Osborne Ladies' College was an Australian girls school located in Blackheath, New South Wales from 1923 until 1958. It was renowned for being run in the tradition of the Royal Navy.

==History==
Violet Gibbins was a pupil teacher who attended courses at the University of Sydney. Though she did not obtain any qualification, she became a teacher and later the principal of Cairns High School. She started a school in Bondi in 1910 initially for boys, but the school was later changed to girls. The school was advertised as being run along Royal Naval lines with a White Ensign being presented to the school in 1912 by the visiting HMS Drake.

During the First World War, Gibbins brother, Captain Norman Gibbins, was killed in action at Battle of Fromelles.

She later moved her school to Epping, changing the name of her school from the Epping Ladies' College to Osborne Ladies' College, in honour of the Royal Naval College, Osborne, on the Isle of Wight.

In 1923 Gibbins moved her school to its final location on 40 acre near Blackhheath overlooking the Kanimbla and Megalong Valleys. The building was the former site of an unused hotel built in 1888. The average enrolment of the school was 50 students aged 7 to 16 years of age.

==Traditions==
The school uniform was in naval blue worn with Royal Navy buttons. Junior girls of the school were known as "Middies" from the term Midshipman, with prefects being addressed as Lieutenants, and the head girl being addressed as lieutenant commander. Military courtesy applied with the senior girls being saluted. Gibbins was known as "the Admiral" while her governess Victoria Everingham knows as "the Commander".

In addition to the quarterdeck, the rooms of the school were known by the names of Royal Navy ships such as:

- HMS Pelican – Admiral Gibbins' room
- HMS Sirius – Commander Everingham's room
- HMS Sirius – Classroom
- HMS Sydney – Classroom
- HMS Sussex – Classroom
- HMS Revenge – Classroom
- HMS Albion – Classroom
- HMS Revenge – Bedroom
- (HMS Arethusa – Bedroom
- – Assembly Hall
- HMS St.
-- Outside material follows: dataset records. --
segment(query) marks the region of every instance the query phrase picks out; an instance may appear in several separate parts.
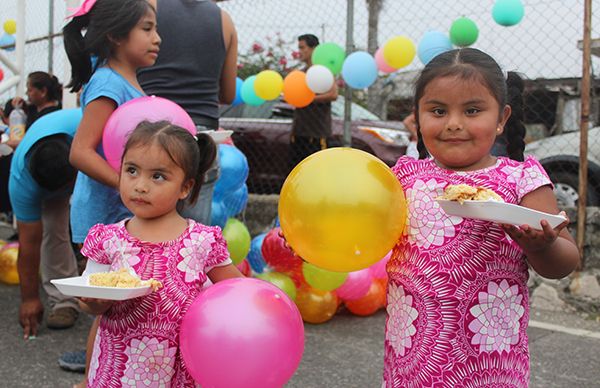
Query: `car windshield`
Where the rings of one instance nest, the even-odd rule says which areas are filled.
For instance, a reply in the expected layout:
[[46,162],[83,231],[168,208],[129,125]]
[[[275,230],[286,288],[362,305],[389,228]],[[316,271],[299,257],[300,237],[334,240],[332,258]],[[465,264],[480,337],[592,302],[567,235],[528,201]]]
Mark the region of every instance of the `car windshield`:
[[[240,104],[236,106],[223,106],[221,117],[229,118],[251,118],[251,119],[273,119],[291,118],[293,108],[282,101],[265,101],[259,106]],[[331,114],[334,117],[344,117],[344,99],[340,98],[331,103]],[[363,108],[357,103],[352,103],[352,120],[381,120],[373,112]]]

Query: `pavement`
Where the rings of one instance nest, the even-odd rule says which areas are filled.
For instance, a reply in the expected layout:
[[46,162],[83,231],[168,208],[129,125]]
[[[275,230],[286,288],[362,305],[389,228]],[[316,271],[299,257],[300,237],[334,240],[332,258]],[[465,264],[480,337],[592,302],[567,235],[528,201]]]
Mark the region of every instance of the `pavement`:
[[[0,284],[0,387],[70,387],[82,375],[58,367],[62,352],[82,349],[91,317],[75,327],[42,327],[23,340],[19,287]],[[381,386],[385,314],[356,317],[342,310],[327,323],[305,325],[302,362],[286,387]],[[531,387],[600,387],[600,322],[577,313],[531,311]],[[274,366],[275,367],[275,366]]]

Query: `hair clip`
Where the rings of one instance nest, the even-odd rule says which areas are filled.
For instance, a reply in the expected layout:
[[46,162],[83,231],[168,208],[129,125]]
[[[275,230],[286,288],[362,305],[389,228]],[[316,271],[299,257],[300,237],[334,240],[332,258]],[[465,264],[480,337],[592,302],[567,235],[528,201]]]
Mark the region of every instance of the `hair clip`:
[[83,3],[81,3],[81,5],[78,8],[69,8],[69,11],[73,13],[67,16],[66,19],[71,19],[77,16],[83,16],[89,13],[94,7],[94,4],[96,4],[96,1],[97,0],[83,0]]

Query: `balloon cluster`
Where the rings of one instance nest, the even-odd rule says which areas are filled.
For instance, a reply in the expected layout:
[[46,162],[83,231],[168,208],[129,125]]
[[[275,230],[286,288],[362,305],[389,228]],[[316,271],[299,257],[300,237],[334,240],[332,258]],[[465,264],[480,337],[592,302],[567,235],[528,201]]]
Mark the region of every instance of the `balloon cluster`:
[[0,240],[0,282],[6,284],[19,284],[17,272],[17,257],[19,256],[19,243]]
[[255,276],[284,291],[309,323],[329,321],[342,304],[359,316],[374,314],[384,307],[388,260],[389,254],[352,272],[325,270],[300,258],[280,228],[256,236],[248,254]]
[[[4,34],[0,36],[0,47],[2,46],[10,46],[6,47],[4,50],[6,51],[14,51],[15,50],[15,36],[14,34],[17,32],[17,22],[14,19],[8,19],[4,22]],[[0,78],[0,81],[2,78]]]
[[248,203],[248,160],[232,144],[219,144],[220,175],[212,199],[211,225],[225,227]]

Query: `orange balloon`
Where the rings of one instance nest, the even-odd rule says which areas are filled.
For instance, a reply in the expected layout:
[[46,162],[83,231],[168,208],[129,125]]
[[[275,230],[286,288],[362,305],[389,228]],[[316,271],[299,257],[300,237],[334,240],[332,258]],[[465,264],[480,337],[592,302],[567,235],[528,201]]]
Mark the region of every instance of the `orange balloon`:
[[304,108],[315,99],[315,93],[308,88],[306,73],[294,70],[283,80],[283,98],[296,108]]
[[385,305],[385,288],[380,282],[371,283],[369,292],[357,300],[346,301],[346,307],[354,315],[366,317],[375,314],[377,310]]
[[302,320],[308,323],[327,322],[333,318],[338,308],[338,297],[335,293],[310,287],[298,289],[295,302]]
[[6,284],[19,284],[19,272],[17,271],[17,257],[19,248],[9,247],[0,251],[0,282]]

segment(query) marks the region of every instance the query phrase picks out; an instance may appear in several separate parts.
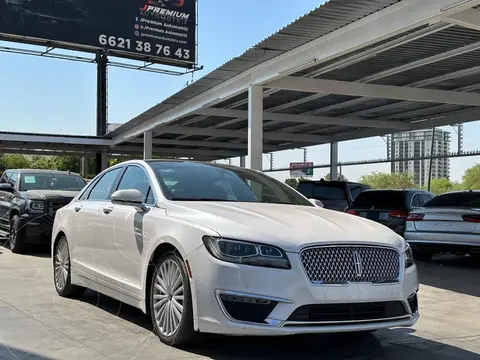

Vincent – Mess
- HMS Neptune – Bathroom
- HMS Dreadnought – Sickbay

The Osborne girls were marched to location and not allowed to speak to people outside the school. An emphasis was placed on physical fitness, spartan living (only one room was heated at the school, the library), archery, shooting, sports, and dramatic arts.

The school was closed in 1958 following the illness and death of Gibbins. The original building burned down in a fire in 1963. A new school, currently the Mountains Christian College was built on the site.

Memorabilia from Osborne Ladies' College is on display in the Mount Victoria museum.

==Alumni==
- Jill Adelaide Neville (1932–1997) – Novelist, playwright and poet.